Film français de Léonor Serraille (2022), avec Annabelle Lengronne, Stéphane Bak, Kenzo Sambin, Ahmed Sylla, Sidy Fofana, Milan Doucansi, Audrey Kouakou, Étienne Minoungou, Jean-Christophe Folly, Majd Mastroura, Pascal Rénéric, Thibault Evrard, Angelina Woreth… 1h56. Sortie le 1er février 2023.

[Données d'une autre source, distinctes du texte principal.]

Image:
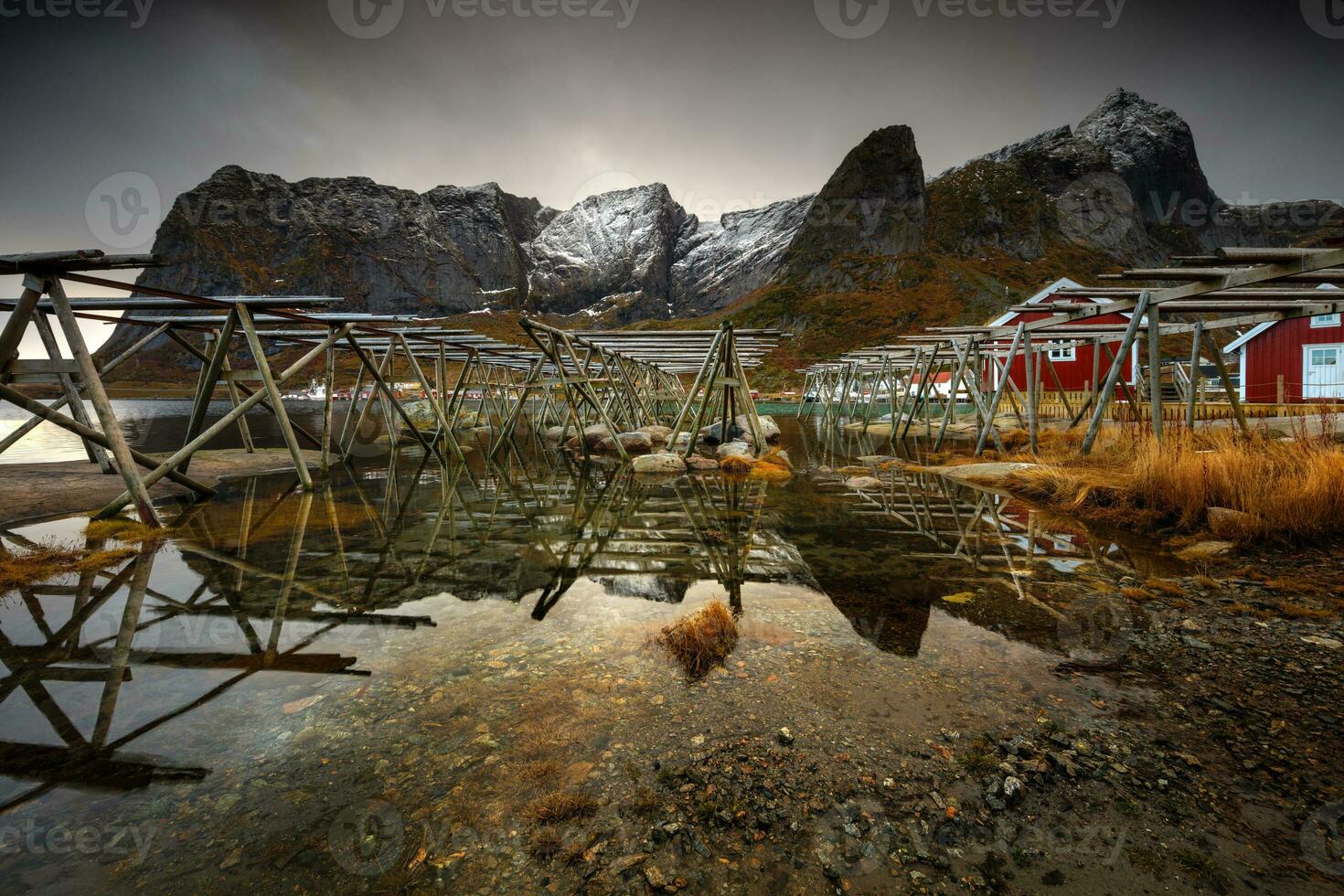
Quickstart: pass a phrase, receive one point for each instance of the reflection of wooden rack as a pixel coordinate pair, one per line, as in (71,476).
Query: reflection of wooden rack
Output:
(65,656)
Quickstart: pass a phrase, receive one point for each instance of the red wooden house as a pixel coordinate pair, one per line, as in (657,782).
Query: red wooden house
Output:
(1074,364)
(1307,354)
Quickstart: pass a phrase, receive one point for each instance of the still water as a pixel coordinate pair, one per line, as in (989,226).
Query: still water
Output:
(369,684)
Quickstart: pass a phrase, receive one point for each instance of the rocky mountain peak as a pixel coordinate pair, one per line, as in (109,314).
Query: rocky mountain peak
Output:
(872,205)
(1151,148)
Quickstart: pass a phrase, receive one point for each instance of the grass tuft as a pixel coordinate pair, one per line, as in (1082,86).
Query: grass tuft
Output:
(702,640)
(734,465)
(562,806)
(1290,491)
(125,531)
(39,564)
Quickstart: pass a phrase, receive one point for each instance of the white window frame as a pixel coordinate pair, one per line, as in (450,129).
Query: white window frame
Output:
(1339,367)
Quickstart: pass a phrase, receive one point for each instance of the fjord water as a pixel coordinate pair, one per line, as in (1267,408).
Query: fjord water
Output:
(339,686)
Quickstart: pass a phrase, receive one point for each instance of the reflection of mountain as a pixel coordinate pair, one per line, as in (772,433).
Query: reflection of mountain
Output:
(886,557)
(649,587)
(502,534)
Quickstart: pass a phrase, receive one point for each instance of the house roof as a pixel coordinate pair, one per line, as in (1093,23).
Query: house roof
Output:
(1260,328)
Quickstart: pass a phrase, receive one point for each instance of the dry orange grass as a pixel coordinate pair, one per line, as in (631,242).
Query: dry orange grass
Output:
(554,809)
(734,465)
(772,466)
(702,640)
(39,564)
(125,531)
(1287,489)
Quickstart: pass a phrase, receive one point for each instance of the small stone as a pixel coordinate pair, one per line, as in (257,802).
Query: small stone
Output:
(863,484)
(652,873)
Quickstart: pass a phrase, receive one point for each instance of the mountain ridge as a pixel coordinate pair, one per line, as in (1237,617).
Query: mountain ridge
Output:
(1121,187)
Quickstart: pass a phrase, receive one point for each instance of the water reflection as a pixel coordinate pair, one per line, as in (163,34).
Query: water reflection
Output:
(251,583)
(265,578)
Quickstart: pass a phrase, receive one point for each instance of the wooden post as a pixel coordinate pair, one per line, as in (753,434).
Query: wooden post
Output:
(1197,377)
(68,387)
(390,398)
(1054,377)
(208,377)
(328,387)
(1032,363)
(169,466)
(963,360)
(438,412)
(998,391)
(1113,374)
(17,323)
(923,398)
(50,415)
(268,382)
(136,486)
(34,422)
(1227,386)
(231,387)
(1155,369)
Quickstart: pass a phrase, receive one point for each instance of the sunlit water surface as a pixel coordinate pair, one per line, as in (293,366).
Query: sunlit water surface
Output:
(210,709)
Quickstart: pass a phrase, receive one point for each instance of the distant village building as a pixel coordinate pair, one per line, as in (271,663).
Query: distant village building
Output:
(1292,360)
(1074,364)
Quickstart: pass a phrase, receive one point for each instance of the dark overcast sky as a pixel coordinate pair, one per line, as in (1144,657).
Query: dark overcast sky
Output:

Stéphane Bak et Annabelle Lengronne
Le sort des migrants a beau laisser indifférent une vaste majorité de la population autochtone française, pourtant elle-même issue d’une longue hybridation de racines diverses, le cinéma y puise régulièrement son inspiration sous les formes les plus multiples. Lauréate de la Caméra d’or au Festival de Cannes 2017 pour Jeune femme, la réalisatrice Léonor Serraille s’attache dans son nouveau film au destin d’un trio arrivé d’Afrique à la fin des années 80, une mère et ses deux fils qui vont s’intégrer au sein d’une société française en pleine ébullition qui ne deviendra Black Blanc Beur que le temps de la parenthèse enchantée de la Coupe du monde de football 1998. Mère courage, Rose va se sacrifier discrètement pour que ses deux garçons deviennent des hommes bien dans un environnement pas toujours propice à la morale. Quitte à sacrifier pour cela sa propre jeunesse. Une chronique universelle que sa programmation trop tardive en compétition à Cannes a recouvert d’un voile d’invisibilité médiatique aussi épais qu’injuste qui risque aujourd’hui de se confirmer en salle, ce qui constituerait l'équivalent d'une double peine particulièrement injustifiée, tant la force de vie qui émane de ce film est puissante..
Annabelle Lengronne
Un petit frère célèbre des valeurs fondamentales : l’amour, l’amitié, la solidarité… Sous la chronique intimiste affleurent toutefois des questions plus graves qui tournent autour de phénomènes tels que l’intégration et la fatalité sociale. Léonor Serraille se méfie toutefois des grands discours et préfère s’en tenir à une observation du quotidien le plus prosaïque pour montrer comment l’amour d’une mère a la capacité de transmettre des valeurs saines à ses enfants, même si la nature humaine peut s’avérer parfois la plus forte et susciter des effets secondaires imprévisibles. La réalisatrice s’est en outre assignée une difficulté supplémentaire, et pas des moindres, en adoptant le point de vue d’une famille franco-africaine qu’elle a emprunté au propre père de ses enfants. Un recul délibéré qui confère une véritable valeur ajoutée à cette chronique impressionniste que domine la mère insubmersible campée par l’éblouissante Annabelle Lengronne, dans le rôle d’une femme prête à tout pour que ses enfants réussissent et deviennent à leur tour des êtres exemplaires, même s’il arrive parfois que certains chiens fassent des chats, contrairement à la formule consacrée. Vœux pieux et illusions perdues dont la portée universelle est sublimée ici par une mise en scène pointilliste dont chaque détail compte. Un joli film qui mérite d’autant plus d’être découvert qu’il risque bien de se retrouver noyé par maintes sorties plus tapageuses ou mieux médiatisées.